The two stopped to rest for a few moments in a place that felt safe enough to do so and she tried to rid her mind of such terrible thoughts. Of course she was not forgotten and of course her father would accept them both. He had to, she knew. If he sent them both out of his life, they would stand little chance of making a life for themselves. Veesha might never be accepted anywhere and her mother would not abandon her.

The feeling of a hand firmly grabbing her arm, snapped her once more from her thoughts. Elle screamed and prepared to fight back with force, as she spun around to find her attacker. A pair of red eyes glowing in the darkness of the entrance to a side passageway not marked on her map, and nearly hidden, caught her attention. She was about to tell her daughter to run and hide, but she knew it would do little good. The drow in the tunnel was likely, she knew, part of a returning raiding party.

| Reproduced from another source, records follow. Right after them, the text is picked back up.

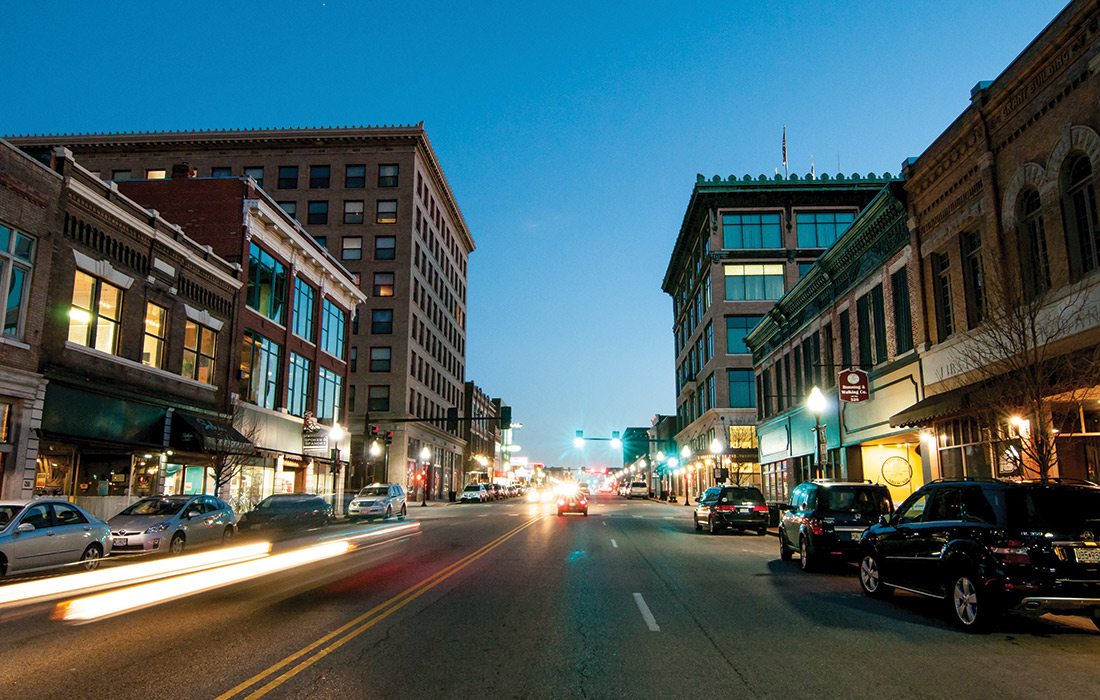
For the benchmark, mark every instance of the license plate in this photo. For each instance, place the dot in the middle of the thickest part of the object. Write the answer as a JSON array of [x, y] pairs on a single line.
[[1088, 555]]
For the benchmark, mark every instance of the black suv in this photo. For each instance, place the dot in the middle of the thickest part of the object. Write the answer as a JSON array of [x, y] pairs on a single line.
[[825, 518], [990, 546], [736, 507]]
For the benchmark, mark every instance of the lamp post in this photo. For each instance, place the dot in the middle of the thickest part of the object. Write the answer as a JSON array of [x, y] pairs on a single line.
[[425, 456], [336, 434], [685, 455], [815, 403]]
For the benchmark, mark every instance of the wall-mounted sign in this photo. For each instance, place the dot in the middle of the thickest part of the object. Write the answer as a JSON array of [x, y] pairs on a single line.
[[854, 385]]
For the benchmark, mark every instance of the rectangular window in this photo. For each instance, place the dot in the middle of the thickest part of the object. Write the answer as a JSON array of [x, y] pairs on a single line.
[[256, 173], [333, 328], [740, 389], [266, 293], [319, 176], [297, 384], [380, 359], [821, 229], [351, 248], [353, 211], [305, 303], [260, 370], [737, 327], [156, 331], [377, 397], [385, 248], [287, 176], [903, 320], [94, 317], [974, 279], [942, 295], [746, 283], [17, 256], [386, 211], [387, 176], [200, 345], [845, 339], [329, 390], [318, 212], [354, 176], [382, 320], [750, 230], [383, 284]]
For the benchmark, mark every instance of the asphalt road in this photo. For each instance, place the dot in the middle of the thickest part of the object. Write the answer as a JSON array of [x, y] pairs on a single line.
[[506, 600]]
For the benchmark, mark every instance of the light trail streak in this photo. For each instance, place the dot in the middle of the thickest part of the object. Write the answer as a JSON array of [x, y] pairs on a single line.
[[145, 594], [90, 581]]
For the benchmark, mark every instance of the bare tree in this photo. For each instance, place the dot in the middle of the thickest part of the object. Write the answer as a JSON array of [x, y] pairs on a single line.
[[1029, 370]]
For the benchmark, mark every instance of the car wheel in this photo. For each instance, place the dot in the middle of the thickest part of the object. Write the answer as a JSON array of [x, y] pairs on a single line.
[[870, 578], [90, 557], [968, 605], [806, 558], [177, 544], [784, 547]]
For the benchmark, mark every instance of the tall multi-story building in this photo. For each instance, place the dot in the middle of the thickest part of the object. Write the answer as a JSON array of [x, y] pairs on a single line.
[[744, 242], [377, 198]]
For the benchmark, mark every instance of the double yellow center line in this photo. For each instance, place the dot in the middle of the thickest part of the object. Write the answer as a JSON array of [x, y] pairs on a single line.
[[349, 631]]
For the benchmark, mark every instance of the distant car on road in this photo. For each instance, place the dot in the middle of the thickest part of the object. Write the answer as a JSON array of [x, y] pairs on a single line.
[[171, 524], [286, 513], [378, 500], [733, 507], [50, 533]]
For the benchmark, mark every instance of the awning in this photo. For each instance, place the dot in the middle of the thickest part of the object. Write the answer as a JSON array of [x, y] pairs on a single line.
[[199, 434], [933, 407]]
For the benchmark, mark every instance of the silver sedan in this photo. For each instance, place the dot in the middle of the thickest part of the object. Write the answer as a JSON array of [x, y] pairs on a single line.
[[50, 533]]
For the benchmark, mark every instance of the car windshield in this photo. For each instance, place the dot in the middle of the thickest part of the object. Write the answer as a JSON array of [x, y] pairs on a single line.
[[8, 512], [155, 506], [870, 502], [1059, 509]]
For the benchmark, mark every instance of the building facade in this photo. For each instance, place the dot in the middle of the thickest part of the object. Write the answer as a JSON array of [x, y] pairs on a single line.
[[378, 200], [743, 243]]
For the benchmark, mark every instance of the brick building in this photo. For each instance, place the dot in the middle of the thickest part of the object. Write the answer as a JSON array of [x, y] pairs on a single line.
[[377, 198]]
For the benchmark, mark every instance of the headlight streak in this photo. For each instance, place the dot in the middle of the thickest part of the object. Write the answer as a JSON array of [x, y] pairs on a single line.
[[90, 581], [133, 598]]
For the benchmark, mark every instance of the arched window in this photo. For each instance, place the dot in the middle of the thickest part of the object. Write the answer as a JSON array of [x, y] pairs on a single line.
[[1082, 229], [1034, 266]]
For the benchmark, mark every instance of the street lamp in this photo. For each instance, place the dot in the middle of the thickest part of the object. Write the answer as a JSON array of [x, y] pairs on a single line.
[[425, 456], [685, 455], [815, 404]]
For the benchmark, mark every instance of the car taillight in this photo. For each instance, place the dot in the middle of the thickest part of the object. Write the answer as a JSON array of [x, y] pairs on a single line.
[[1012, 551]]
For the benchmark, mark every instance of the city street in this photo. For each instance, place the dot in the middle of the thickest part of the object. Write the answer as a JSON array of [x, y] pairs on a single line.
[[508, 600]]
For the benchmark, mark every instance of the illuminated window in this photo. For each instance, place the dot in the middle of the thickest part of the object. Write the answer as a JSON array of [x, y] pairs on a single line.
[[95, 314]]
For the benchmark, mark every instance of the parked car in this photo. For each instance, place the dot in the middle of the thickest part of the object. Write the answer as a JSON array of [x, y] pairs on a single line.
[[825, 520], [286, 513], [986, 547], [50, 533], [734, 507], [172, 524], [572, 501], [378, 500], [474, 493]]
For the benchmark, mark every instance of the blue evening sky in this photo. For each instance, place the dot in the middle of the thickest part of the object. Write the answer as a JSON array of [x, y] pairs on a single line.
[[570, 132]]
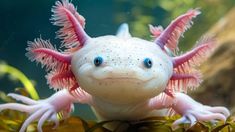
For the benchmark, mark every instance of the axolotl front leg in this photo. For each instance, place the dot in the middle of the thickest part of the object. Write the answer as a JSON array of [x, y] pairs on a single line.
[[46, 109], [190, 110]]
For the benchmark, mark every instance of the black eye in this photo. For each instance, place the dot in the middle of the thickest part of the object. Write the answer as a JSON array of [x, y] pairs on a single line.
[[98, 61], [148, 63]]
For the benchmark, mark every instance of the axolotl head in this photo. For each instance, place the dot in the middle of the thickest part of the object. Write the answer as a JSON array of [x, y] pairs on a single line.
[[122, 68]]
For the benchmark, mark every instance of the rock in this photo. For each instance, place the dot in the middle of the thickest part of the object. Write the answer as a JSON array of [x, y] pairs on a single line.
[[218, 87]]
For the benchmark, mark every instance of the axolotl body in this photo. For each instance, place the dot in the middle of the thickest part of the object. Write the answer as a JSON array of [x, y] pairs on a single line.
[[121, 77]]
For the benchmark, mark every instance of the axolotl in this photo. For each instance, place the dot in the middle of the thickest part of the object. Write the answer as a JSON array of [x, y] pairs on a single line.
[[121, 77]]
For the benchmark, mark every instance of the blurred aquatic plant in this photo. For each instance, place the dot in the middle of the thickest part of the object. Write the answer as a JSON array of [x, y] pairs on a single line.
[[140, 13], [18, 75]]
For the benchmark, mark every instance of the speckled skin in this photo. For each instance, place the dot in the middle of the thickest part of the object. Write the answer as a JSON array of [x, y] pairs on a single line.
[[121, 87], [122, 83]]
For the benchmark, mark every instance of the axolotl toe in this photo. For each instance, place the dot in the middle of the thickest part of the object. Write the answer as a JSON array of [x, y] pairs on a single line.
[[121, 77]]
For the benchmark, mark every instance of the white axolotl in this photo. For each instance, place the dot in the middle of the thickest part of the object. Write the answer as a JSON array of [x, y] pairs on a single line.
[[121, 77]]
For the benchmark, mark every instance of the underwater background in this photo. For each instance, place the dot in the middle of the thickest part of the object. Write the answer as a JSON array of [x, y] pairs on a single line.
[[24, 20]]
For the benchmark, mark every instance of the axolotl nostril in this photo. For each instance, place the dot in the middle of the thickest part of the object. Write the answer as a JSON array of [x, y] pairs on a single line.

There would be many others all around very quickly, as raiders most often if not always, stayed in groups. They had not been out to look for the human and her daughter, of course and had probably just finished making some trouble for another house outside of their own. Any of the others that would no doubt be very close behind, a short ways into that passage, would find the child and kill her right away. Ellie was certain that although the run-in had been purely by accident a raiding party would not care. Already in a mood for killing and trouble and instilling fear, they would do away with the pair only because saw the chance and they felt like it.

"Foolish girl, " said a female voice, as the firmly gripping hand pulled her into the side passage. "Get in here and out of site before you get both of you killed. Bring the little one as well of course."